Escribe el seed en papel. No una foto, no la nube, no las notas del móvil, no un mensaje para ti mismo. Papel, y en un sitio que sobreviva incluso a ti despistado.

Y ten claro lo que acabas de crear: ese papel funciona como el dinero en efectivo. Quien lo encuentre no tiene que adivinar ninguna contraseña ni reventar nada, mete las palabras y se lo lleva todo en dos minutos, desde cualquier parte del mundo. Así que “en un sitio seguro” quiere decir seguro de verdad, no el primer cajón del escritorio.

No se lo digas a nadie y no lo teclees en ninguna parte, salvo en el propio wallet cuando restauras.

Prueba la restauración antes de meter ahí nada serio. Mete cuatro céntimos, borra la app, vuelve a instalarla, restaura con las palabras y mira si lo encuentras todo. Es la única manera de saber si las escribiste bien, y descubrirlo después es demasiado tarde.
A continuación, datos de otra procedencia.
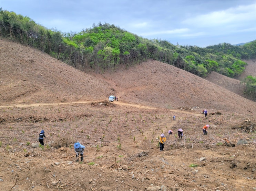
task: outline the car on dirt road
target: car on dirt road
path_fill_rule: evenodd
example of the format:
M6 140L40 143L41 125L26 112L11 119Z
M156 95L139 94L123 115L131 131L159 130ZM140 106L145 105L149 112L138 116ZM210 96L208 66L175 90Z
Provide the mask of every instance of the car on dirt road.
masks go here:
M115 99L115 96L110 96L109 97L109 101L110 102L114 102Z

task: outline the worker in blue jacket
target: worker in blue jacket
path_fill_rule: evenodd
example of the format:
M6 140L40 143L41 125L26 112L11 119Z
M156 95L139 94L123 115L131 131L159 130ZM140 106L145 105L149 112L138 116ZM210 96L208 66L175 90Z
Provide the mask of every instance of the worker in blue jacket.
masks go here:
M78 142L75 143L74 145L74 148L75 152L76 161L78 162L79 160L78 157L79 156L79 153L80 153L80 155L81 156L81 161L83 161L83 152L85 147L80 144L79 142Z
M40 133L39 133L39 138L38 138L38 141L39 141L39 143L40 143L40 144L41 144L42 145L43 145L44 143L43 143L43 138L45 137L45 138L46 137L45 136L45 135L44 135L44 131L43 130L42 130L41 131L41 132L40 132Z

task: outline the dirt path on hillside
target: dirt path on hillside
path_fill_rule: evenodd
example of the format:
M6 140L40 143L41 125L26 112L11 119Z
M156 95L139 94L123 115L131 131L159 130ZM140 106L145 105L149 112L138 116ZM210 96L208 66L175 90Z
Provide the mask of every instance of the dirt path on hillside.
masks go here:
M97 102L100 102L102 101L95 101ZM93 102L92 101L86 101L84 102L66 102L63 103L41 103L41 104L27 104L27 105L11 105L8 106L0 106L0 108L3 107L40 107L42 106L45 106L48 105L68 105L70 104L88 104L89 103L92 103ZM147 106L143 106L140 105L136 104L130 104L129 103L123 102L119 101L118 102L115 102L114 104L118 105L120 105L123 106L131 106L133 107L136 107L137 108L139 108L140 109L159 109L161 108L157 108L156 107L149 107ZM177 113L182 113L183 114L193 114L194 115L196 116L199 116L202 115L201 114L195 114L192 113L188 111L181 111L181 110L176 110L176 109L168 109L169 111L173 111L174 112L177 112Z

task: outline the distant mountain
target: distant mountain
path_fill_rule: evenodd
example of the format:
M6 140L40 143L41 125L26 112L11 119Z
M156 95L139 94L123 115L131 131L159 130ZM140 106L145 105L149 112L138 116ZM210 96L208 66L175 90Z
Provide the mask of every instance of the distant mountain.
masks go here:
M252 40L252 41L250 41L249 42L247 42L247 43L239 43L238 44L236 44L236 45L232 45L233 46L241 46L241 45L244 45L246 44L247 43L250 43L251 42L252 42L253 41L253 40Z

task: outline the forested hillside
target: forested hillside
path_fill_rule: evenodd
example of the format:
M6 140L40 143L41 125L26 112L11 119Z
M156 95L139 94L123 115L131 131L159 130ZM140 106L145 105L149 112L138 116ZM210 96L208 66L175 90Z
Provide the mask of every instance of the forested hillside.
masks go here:
M131 65L153 59L201 77L214 71L237 78L246 65L242 59L256 57L256 40L240 46L225 43L205 48L181 46L164 40L144 38L113 24L101 22L77 33L64 33L2 8L0 35L38 49L82 71L92 70L96 73L114 71L120 65L129 69ZM255 77L244 80L248 85L246 92L255 93Z

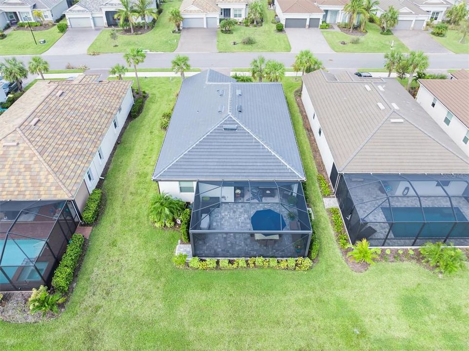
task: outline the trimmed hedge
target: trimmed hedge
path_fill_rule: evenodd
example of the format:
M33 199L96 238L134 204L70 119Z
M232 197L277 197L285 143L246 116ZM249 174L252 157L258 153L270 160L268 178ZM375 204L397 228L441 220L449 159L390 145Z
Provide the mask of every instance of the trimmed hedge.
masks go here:
M102 198L102 191L101 189L96 189L91 192L82 214L83 221L87 224L93 224L98 218Z
M78 261L83 251L85 238L81 234L76 233L72 235L72 240L67 246L59 267L54 273L52 285L56 291L64 294L73 280L73 273L78 264Z

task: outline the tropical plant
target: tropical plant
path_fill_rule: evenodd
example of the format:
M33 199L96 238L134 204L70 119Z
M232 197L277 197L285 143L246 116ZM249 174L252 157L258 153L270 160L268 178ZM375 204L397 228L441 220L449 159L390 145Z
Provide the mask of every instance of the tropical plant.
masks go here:
M393 28L398 21L399 11L394 6L390 6L388 11L383 12L379 17L379 21L381 24L381 29L383 32L387 32Z
M145 29L147 29L147 17L158 17L158 10L152 7L152 0L137 0L135 2L135 13L143 20Z
M49 294L47 287L41 285L39 289L33 288L33 293L28 299L28 305L32 314L42 312L44 317L49 311L59 313L59 305L63 303L66 298L59 293Z
M391 50L384 54L384 58L386 60L384 63L384 68L388 71L388 77L390 77L391 76L391 72L402 60L404 56L399 50Z
M150 220L154 223L172 221L180 215L184 205L182 200L173 197L166 193L155 194L150 203Z
M130 33L134 34L134 18L137 15L132 0L119 0L123 8L118 8L114 18L119 20L119 25L124 28L127 23L130 26Z
M191 65L189 63L189 57L176 55L174 59L171 61L171 69L174 71L175 73L180 74L181 78L184 80L184 71L191 69Z
M135 71L135 78L137 81L137 87L138 89L138 94L140 95L142 95L142 90L140 88L140 81L138 80L138 75L137 74L137 65L145 61L146 57L147 56L143 52L143 50L136 48L132 48L129 50L129 52L124 54L124 59L127 63L129 67L134 66L134 69Z
M410 91L412 77L417 71L425 71L428 68L428 56L423 51L411 51L407 59L409 67L409 79L407 82L407 91Z
M29 72L35 74L39 74L44 80L43 73L49 71L49 63L40 56L33 56L28 65Z
M285 66L278 61L268 60L265 63L264 70L265 73L265 79L267 81L280 81L285 76Z
M182 23L182 16L181 16L181 12L178 8L175 7L171 9L169 12L169 17L168 20L172 23L174 23L176 27L176 31L179 32L181 30L181 23Z
M352 258L359 263L364 262L369 264L373 264L374 263L373 260L379 257L380 252L380 250L378 248L370 249L370 243L365 238L354 245L351 245L350 247L352 247L353 250L348 253L347 255L352 256Z
M122 80L122 76L127 73L127 69L124 65L117 63L111 67L109 74L111 76L117 76L119 80Z
M0 63L0 72L5 80L16 82L20 91L23 91L21 79L28 77L28 70L22 61L15 57L5 58L4 63Z
M265 77L265 58L259 55L257 58L254 58L251 62L251 75L254 80L258 79L259 81L262 81Z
Si la cantidad empieza a contar, coge un dispositivo dedicado. De esos donde la clave nunca sale del objeto y las operaciones las confirmas con un botón físico. La pregunta correcta no es “cuánto cuesta” sino “cuánto tengo encima”.
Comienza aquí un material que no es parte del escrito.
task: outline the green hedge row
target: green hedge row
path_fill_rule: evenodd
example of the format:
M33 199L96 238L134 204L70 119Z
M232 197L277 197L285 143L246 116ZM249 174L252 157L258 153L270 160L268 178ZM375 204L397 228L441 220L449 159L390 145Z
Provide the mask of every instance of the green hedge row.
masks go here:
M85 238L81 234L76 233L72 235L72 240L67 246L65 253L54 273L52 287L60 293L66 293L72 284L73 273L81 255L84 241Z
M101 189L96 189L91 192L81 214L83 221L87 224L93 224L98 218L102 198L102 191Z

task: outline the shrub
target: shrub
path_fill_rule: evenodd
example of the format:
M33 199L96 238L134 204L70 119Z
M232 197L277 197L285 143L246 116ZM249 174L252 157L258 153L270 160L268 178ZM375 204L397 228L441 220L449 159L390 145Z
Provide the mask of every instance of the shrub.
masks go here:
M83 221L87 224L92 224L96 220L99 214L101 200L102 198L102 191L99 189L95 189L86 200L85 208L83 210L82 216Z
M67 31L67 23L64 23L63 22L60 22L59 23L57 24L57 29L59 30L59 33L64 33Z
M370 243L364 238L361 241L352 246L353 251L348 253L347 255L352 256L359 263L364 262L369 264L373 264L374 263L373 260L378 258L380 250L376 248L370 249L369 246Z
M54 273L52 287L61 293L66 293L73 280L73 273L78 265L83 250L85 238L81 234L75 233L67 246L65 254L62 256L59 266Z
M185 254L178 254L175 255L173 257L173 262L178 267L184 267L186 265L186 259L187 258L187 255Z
Sobre esto eso sí, una regla seca: cómpralo solo en la web del fabricante. Nunca usado, nunca en un marketplace, nunca a un tipo de internet porque salía más barato. Un dispositivo manipulado llega con el seed ya escrito por otra persona, y tú le echas encima tu dinero convencido de estar a salvo. Es una estafa que existe y que funciona.

Adónde vamos la próxima vez

Si las claves del exchange son suyas, entonces toca entender bien qué es un exchange, cómo funciona de verdad y qué pasa si quiebra. Es la lección de la semana que viene, y quien ha vivido ciertas historias ya sabe por qué hace falta.

El wallet no contiene monedas. Contiene la capacidad de firmar, y esa o la tienes tú o la tiene otro en tu lugar.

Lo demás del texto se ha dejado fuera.